Dozens of parents spoke out against masks in Sitka’s public schools Wednesday (12-1-21) during a meeting of the Sitka School Board. The school district requires masks unless the community’s coronavirus alert level is ‘low’, But so far Sitka’s case count has been high enough to warrant masks all year.

Some parents questioned the efficacy and the safety of masks. Chelsea McLeod asked that the district let families decide whether their children donned masks in the classroom. 

“Can you guys please consider giving the rights of our children back to the parents? We are in charge of their health and well beings, and we really want you to be advocates for our children’s health?” McLeod asked.

Others challenged the schools rules, calling them unconstitutional.

“This isn’t about whether masks work or not. I believe we’ve gone past that,” said Ahna Hanson. “This is about government overreach, violating our God given rights, and forcing Americans to cover their face is unconstitutional. It’s unlawful and it’s wrong.” 

It’s unclear whether Hanson was invoking the Alaska or U.S. Constitution in her remarks. Or what part of either document would preclude the emergency public health mandates. But Sarah Lawrie took the floor to challenge the argument that mask rules are government overreach. 

“Each morning we eat food made from FDA approved ingredients and we take FDA approved medications,” she said. “While driving the state speed limit, we might turn on the radio to hear stations broadcasting according to FCC guidelines, and perhaps see motorcyclists wearing state required helmets. We then spend our day at a workplace governed by OSHA. Few people question these restrictions. A mask mandate is not an example of governmental overreach but is instead another policy intended to help keep us safe.”

The school’s COVID mitigation plan wasn’t on the meeting’s agenda. And as such, no action was taken by the school board. As of Tuesday there weren’t any COVID cases tied to any of Sitka’s schools, even though the community’s alert level remains high. But during his report to the board, Superintendent Frank Hauser said he hopes that compulsory masking will be a temporary measure.

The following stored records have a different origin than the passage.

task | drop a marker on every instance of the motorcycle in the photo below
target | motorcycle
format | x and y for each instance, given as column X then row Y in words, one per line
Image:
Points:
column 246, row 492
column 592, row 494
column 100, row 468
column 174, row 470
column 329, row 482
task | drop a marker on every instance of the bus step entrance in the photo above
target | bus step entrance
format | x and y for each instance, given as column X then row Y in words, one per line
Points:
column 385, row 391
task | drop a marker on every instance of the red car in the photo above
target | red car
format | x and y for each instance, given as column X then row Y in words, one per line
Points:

“I’ve been saying from the start that masks aren’t forever, since the start of the school year,” he said. “On Monday, the Sitka school districts set a goal of transitioning to masks optional in mid-January. That’s about two months away, but only a few weeks for school with winter break and in service days factory factored in.” 

Hauser said that plans could change. But he says  upcoming changes to how the state determines community risk levels could allow the school district to ease its mask requirements early next year. 

“We’re looking ahead, after all our schools have had the opportunity to be vaccinated, and setting a goal for the future. I’m very optimistic we’ll meet this goal because of the alert level changes likely from the state…our generally declining cases and availability of vaccines for all who want them and our vaccine coverage,” he said. “Sitka is a much different place than many other communities right now. So I’m optimistic about the future and our ability to meet this goal.